Il Tour è il Tour. L’assioma, il diktat, la banalità, viene pronunciata – a seconda dei casi – con trionfalismo, con rassegnazione, con fatalismo, con ironia, perfino con convinzione. Il Tour de France è la corsa a tappe più antica (anno di nascita 1903, il Giro d’Italia 1909, la Vuelta di Spagna 1935), più ricca (premi, sponsor, tv, stampa) e più importante (ma la più bella rimane il Giro, e questo lo sanno anche i corridori). Il Tour è anche la corsa con i migliori corridori al mondo, tant’è che si fa prima a dire chi stavolta non ci sarà: Vincenzo Nibali.
C’è Tour e Tour, dal Tour du Faso (Burkina Faso) al Tour of Rwanda (sempre Africa), dal Tour of Qinghai Lake (Cina) al Tour de Langkawi (Malesia), ma il Tour e basta è solo quello del Tour de France. Che è un giallo (a cominciare dalla maglia). Che è tutti i nostri mesi di luglio (compresa la paginata di Gianni Mura sulla “Repubblica”). Che è una mitologia contemporanea (parole di Roland Barthes, quello che sosteneva che pedalare su una montagna fosse un po’ come studiare teologia). Che è infinitamente più di una corsa di biciclette (che se non l’avesse detto Lance Armstrong, sette vittorie consecutive cancellate per doping, sarebbe anche una bella frase). Se in questo momento chiedessimo ad Andrea Pasqualon che cos’è il Tour de France, lui – 29 anni, veneto in una squadra belga, all’esordio in queste tre settimane di cui ogni santo giorno vale un campionato del mondo – sarebbe sopraffatto da una centrifugata di emozioni, dall’orgoglio alla tensione, dalle speranze alla pressione.
Da oggi al 23 luglio, da Dusseldorf a Parigi via Alpi, Pirenei, Massiccio Centrale e ancora Alpi, il penultimo giorno una cronometro che arriva al Velodrome di Marsiglia, l’ultimo giorno la passerella sui Campi Elisi, 3500 chilometri e passa, sconfinamenti in Germania, Lussemburgo e Belgio, sedi di tappa che suonano tradizionali, se non familiari, come Liegi, Pau, Foix e Le Puy-en-Velay, e un arrivo sull’Izoard, che è quasi una Cappella Sistina nella storia del ciclismo. Il resto (dirette anche su Rai ed Eurosport) è un romanzo popolare tutto da scoprire e godere, e goderne anche a scrivere.
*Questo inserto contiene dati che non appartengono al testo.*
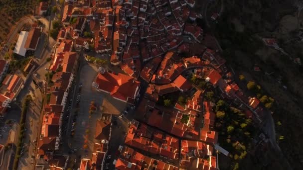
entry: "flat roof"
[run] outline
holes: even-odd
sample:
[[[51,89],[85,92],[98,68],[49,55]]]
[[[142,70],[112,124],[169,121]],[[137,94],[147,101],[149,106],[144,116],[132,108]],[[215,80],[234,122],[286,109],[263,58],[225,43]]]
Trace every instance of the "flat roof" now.
[[[19,37],[18,38],[18,41],[16,43],[15,49],[13,50],[13,52],[17,54],[22,56],[25,56],[25,53],[26,53],[26,49],[24,48],[24,45],[27,39],[27,36],[28,36],[28,32],[27,31],[21,31],[19,34]]]

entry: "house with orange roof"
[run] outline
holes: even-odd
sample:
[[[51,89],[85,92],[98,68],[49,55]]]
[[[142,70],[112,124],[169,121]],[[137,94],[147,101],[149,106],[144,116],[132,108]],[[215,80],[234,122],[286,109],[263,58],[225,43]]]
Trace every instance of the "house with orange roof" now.
[[[192,87],[191,84],[182,75],[178,76],[173,84],[181,92],[187,91]]]
[[[9,106],[9,103],[11,99],[9,97],[0,94],[0,114],[3,115],[5,112],[7,107]]]
[[[162,58],[160,57],[156,57],[153,59],[151,62],[148,63],[147,65],[143,68],[140,73],[140,77],[145,81],[149,83],[152,75],[156,71],[158,66],[161,62]]]
[[[219,72],[214,69],[207,75],[205,81],[210,83],[214,87],[216,87],[221,78],[222,76]]]
[[[134,104],[139,94],[140,82],[128,75],[105,72],[98,74],[92,86],[110,93],[117,100]]]
[[[207,128],[201,129],[200,140],[209,143],[217,143],[218,141],[218,133],[210,130]]]
[[[123,146],[119,151],[119,158],[113,162],[116,170],[178,170],[176,167],[149,157],[127,146]]]
[[[38,154],[37,158],[48,160],[47,155],[54,151],[59,150],[58,137],[43,137],[38,141]]]
[[[186,106],[187,108],[198,112],[201,112],[203,101],[203,92],[200,90],[197,90],[192,98],[187,100]]]
[[[197,56],[192,56],[182,59],[185,68],[190,68],[203,66],[203,63],[201,59]]]
[[[202,170],[204,162],[207,161],[206,158],[210,159],[212,157],[213,149],[209,145],[196,141],[182,140],[181,146],[180,169]]]
[[[87,159],[82,159],[80,164],[80,170],[91,170],[92,168],[92,163],[90,160]]]

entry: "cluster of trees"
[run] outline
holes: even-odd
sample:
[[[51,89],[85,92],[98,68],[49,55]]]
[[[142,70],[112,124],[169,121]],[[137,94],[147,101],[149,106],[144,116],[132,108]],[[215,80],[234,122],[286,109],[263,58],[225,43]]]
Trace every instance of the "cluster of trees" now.
[[[205,82],[205,79],[198,79],[193,74],[190,78],[190,81],[193,84],[202,89],[210,88],[211,87],[211,85]]]
[[[183,123],[186,124],[188,122],[188,120],[189,120],[189,114],[183,114],[182,116],[182,119],[181,119],[181,122]]]
[[[62,27],[61,22],[58,20],[55,20],[52,22],[52,29],[49,31],[49,36],[54,39],[56,39],[59,31]]]
[[[247,86],[249,90],[254,91],[257,94],[257,97],[262,103],[264,104],[265,107],[268,108],[272,108],[275,100],[271,97],[263,95],[264,92],[260,85],[257,85],[255,82],[249,81],[247,83]]]
[[[175,101],[175,99],[171,95],[163,95],[159,96],[157,103],[164,107],[170,107],[172,106],[174,101]]]
[[[252,120],[237,108],[230,107],[223,100],[219,100],[214,107],[216,130],[219,132],[220,145],[230,152],[231,158],[236,164],[246,156],[247,146],[255,132]]]
[[[30,95],[27,95],[23,100],[22,104],[22,110],[21,111],[21,115],[20,118],[20,132],[19,134],[19,141],[17,145],[16,149],[16,154],[14,160],[13,160],[13,170],[17,170],[18,168],[18,163],[20,158],[20,154],[21,153],[21,148],[23,143],[24,138],[24,128],[25,127],[25,123],[26,118],[26,113],[27,112],[27,108],[30,102],[32,101],[32,99]]]
[[[25,65],[28,63],[32,57],[33,57],[25,58],[22,58],[20,59],[16,59],[15,60],[11,61],[8,66],[8,71],[7,71],[7,73],[14,72],[17,69],[22,71]]]
[[[88,38],[93,38],[93,34],[91,32],[85,31],[84,32],[84,36]]]

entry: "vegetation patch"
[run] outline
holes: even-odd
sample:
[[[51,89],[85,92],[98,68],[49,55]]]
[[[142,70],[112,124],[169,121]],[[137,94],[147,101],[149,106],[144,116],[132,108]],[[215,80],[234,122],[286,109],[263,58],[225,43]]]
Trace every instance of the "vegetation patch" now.
[[[20,153],[21,152],[21,148],[22,148],[23,140],[24,137],[24,128],[25,127],[25,123],[26,119],[26,113],[27,112],[28,105],[29,105],[30,102],[32,101],[32,98],[29,94],[27,95],[23,100],[22,104],[22,110],[21,111],[21,115],[20,118],[20,122],[19,122],[19,124],[20,125],[19,139],[18,144],[16,147],[15,158],[13,160],[13,165],[12,166],[13,170],[17,170],[18,168],[18,163],[19,162],[19,159],[20,159]]]
[[[252,120],[237,108],[219,100],[214,107],[216,131],[219,132],[220,146],[230,153],[232,159],[231,169],[237,169],[240,160],[246,157],[251,142],[256,132]]]

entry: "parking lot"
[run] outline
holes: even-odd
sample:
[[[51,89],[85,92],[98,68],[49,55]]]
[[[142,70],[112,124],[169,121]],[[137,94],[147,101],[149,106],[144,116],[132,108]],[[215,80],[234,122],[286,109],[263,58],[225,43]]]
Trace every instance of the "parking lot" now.
[[[92,101],[95,102],[97,108],[100,106],[102,103],[103,96],[93,89],[91,86],[92,83],[97,75],[96,68],[85,65],[81,69],[80,75],[79,85],[82,85],[81,92],[79,93],[79,95],[76,95],[76,98],[74,99],[77,100],[79,98],[79,107],[73,108],[71,110],[72,115],[73,115],[72,116],[72,120],[73,122],[75,122],[75,124],[72,128],[74,129],[74,134],[69,141],[71,148],[76,149],[77,155],[82,155],[82,158],[90,158],[91,157],[93,144],[95,142],[94,136],[96,120],[100,118],[101,112],[97,109],[96,112],[91,114],[90,118],[89,107]],[[79,91],[77,89],[76,90]],[[77,113],[75,114],[75,111]],[[71,126],[72,126],[72,124]],[[72,133],[72,129],[70,129],[70,134]],[[88,136],[86,136],[87,135]],[[86,139],[87,137],[88,137],[88,139]],[[88,147],[84,150],[83,146],[86,140],[87,141],[85,142]]]

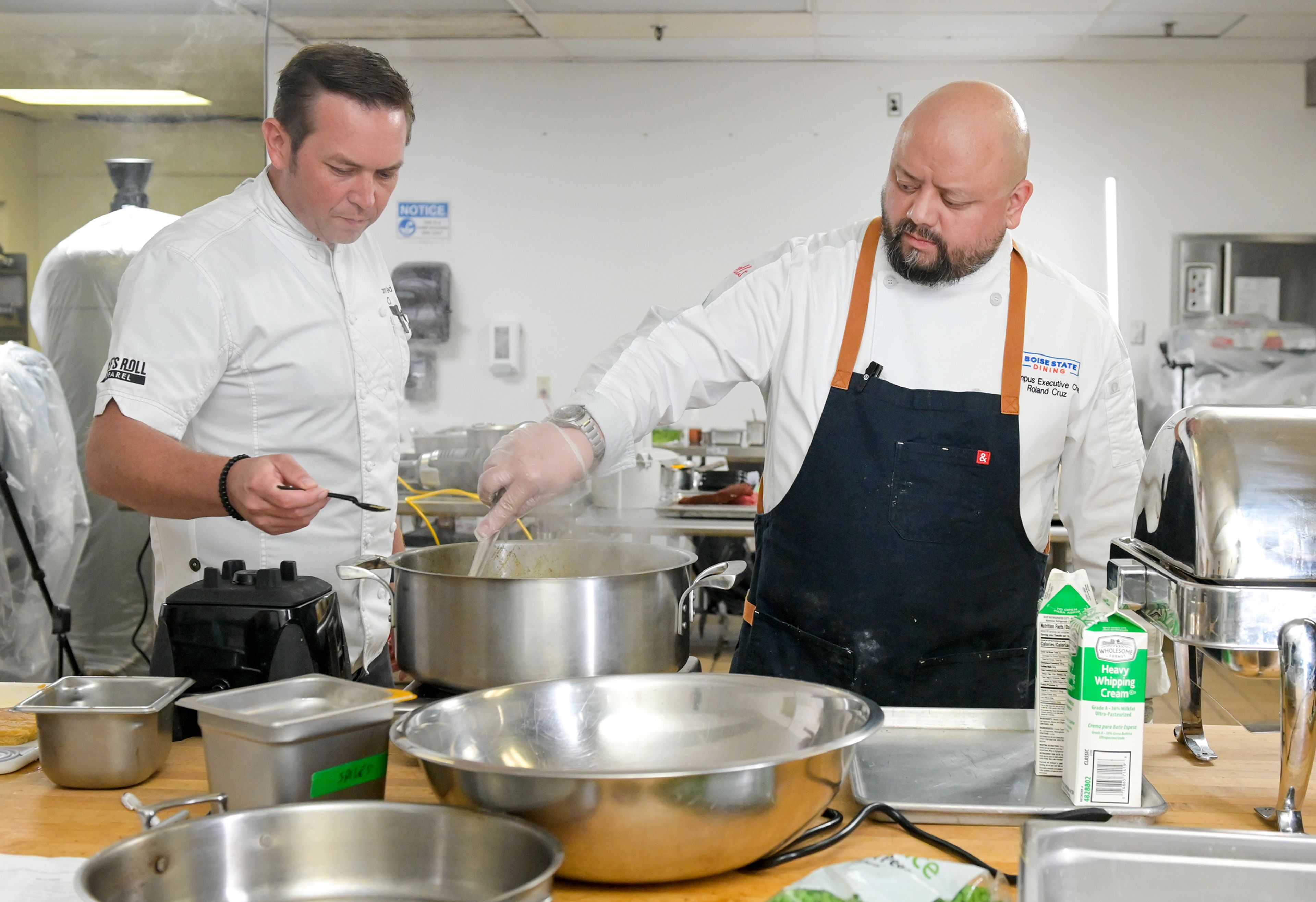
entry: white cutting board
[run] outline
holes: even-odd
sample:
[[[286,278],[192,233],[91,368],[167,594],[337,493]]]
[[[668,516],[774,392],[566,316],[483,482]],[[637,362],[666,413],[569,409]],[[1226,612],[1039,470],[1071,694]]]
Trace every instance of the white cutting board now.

Se al Giro il duello era fra il colombiano Nairo Quintana e Nibali, con l’olandese Tom Dumoulin vincitore, al Tour potrebbe essere tra il kenyano-inglese Chris Froome e lo stesso Quintana, con l’australiano (anzi, il tasmaniano) Richie Porte ad approfittare della rivalità. Fra gli sfidanti, oltre al solito Alberto Contador e ai francesi (Thibaut Pinot e Romain Bardet, un trionfo se nei primi cinque), anche il fresco campione italiano Fabio Aru. Avrebbe voluto correre il Giro, ma una caduta quasi alla vigilia lo ha trasferito sul Tour (e considerata la forma di allora, scarsa, e quella di adesso, ottima, probabilmente è stata una fortuna). A dare e fare spettacolo ci sarà Peter Sagan, campione del mondo non solo perché da due anni vince il Mondiale, ma perché da molti più anni unisce e entusiasma tutti, ma proprio tutti, anche i più scettici.
E di scetticismo il ciclismo continua a produrne di suo. Dal doping (un anabolizzante) di un quattordicenne in Sicilia alla battuta di un belga (Ian Bakelants) che, alla domanda sulle tre settimane di astinenza sessuale al Tour, ha risposto: “Porto con me dei profilattici, non si sa mai che cosa abbiano in mente le miss”. Gli organizzatori, sensibilissimi in materia, hanno preteso le scuse immediate del corridore. In tempi di dichiarazioni banali, scontate, prevedibili, noiose, rese con il pilota automatico, questa di Bakelants aveva finalmente risvegliato qualche antico prurito.